All measurements were performed on 3D models in MDS software. The side to which the chin deviated was defined as the deviated side (D), and the contralateral side as the nondeviated side (ND). For bony measurements, changes of the mandible in 3D space were represented with the 3D movements of the midpoint of the alveolar margin of the mandibular central incisors (Mid), rather than the Menton (Me) point used by previous studies, which had relatively lower accuracy for landmark location in 3D models. After that, the preoperative and postoperative 3D bony models were superimposed by a method of voxel-based superimposition to obtain the changes of bony landmarks. The mandibular hard tissue landmarks and measurement variables were detailed in Figure 3 and Table Ι .

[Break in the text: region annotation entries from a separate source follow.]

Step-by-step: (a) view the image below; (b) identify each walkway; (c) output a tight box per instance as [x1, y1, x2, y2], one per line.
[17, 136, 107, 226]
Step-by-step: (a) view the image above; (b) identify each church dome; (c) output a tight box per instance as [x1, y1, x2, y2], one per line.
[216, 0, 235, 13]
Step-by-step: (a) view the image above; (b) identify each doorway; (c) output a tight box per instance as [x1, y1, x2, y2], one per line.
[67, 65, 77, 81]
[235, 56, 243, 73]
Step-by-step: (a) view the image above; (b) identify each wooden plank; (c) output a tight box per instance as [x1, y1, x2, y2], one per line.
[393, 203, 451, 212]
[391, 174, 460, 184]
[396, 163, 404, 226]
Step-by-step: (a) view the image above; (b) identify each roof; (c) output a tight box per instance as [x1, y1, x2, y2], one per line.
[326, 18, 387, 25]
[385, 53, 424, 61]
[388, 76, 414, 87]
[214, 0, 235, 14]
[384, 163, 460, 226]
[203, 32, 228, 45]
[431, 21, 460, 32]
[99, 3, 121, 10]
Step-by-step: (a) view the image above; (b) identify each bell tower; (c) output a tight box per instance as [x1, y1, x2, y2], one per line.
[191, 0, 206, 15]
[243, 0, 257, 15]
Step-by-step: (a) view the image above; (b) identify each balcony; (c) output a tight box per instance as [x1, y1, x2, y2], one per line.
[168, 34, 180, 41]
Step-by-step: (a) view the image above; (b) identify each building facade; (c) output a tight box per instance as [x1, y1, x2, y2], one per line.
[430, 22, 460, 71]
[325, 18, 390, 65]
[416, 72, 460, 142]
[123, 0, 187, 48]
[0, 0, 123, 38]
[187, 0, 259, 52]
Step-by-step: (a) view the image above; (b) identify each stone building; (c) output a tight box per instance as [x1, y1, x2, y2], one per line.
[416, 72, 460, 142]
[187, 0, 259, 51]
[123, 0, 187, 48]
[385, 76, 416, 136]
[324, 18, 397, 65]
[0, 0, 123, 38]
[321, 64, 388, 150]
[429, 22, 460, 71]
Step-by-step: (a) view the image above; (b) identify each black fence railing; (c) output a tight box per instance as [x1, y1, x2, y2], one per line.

Superimposition of preoperative and postoperative bony models: A, preoperative model; B, postoperative model; C, superimposed model.
Fig 3
Superimposition of preoperative and postoperative bony models: A, preoperative model; B, postoperative model; C, superimposed model.

Table I
Definition of hard and soft-tissue landmarks
Landmarks Definition
Mid Midpoint of the alveolar margin of the mandibular central incisors
Sbal (D/ND) The turning point of philtrum crest and nasal columella (deviated side/nondeviated side)
Cph (D/ND) The highest point of the arch of the upper lip (deviated side/nondeviated side)
Ch (D/ND) The outermost point of the joint of the upper and lower lips (deviated side/nondeviated side)
Ls Midpoint of the vermilion border of the upper lip
Li Midpoint of the vermilion border of the lower lip

The measurement of lip soft-tissue symmetry was based on a previous study, and the specific landmarks and measurement variables were shown in Figure 4 and Table Ι .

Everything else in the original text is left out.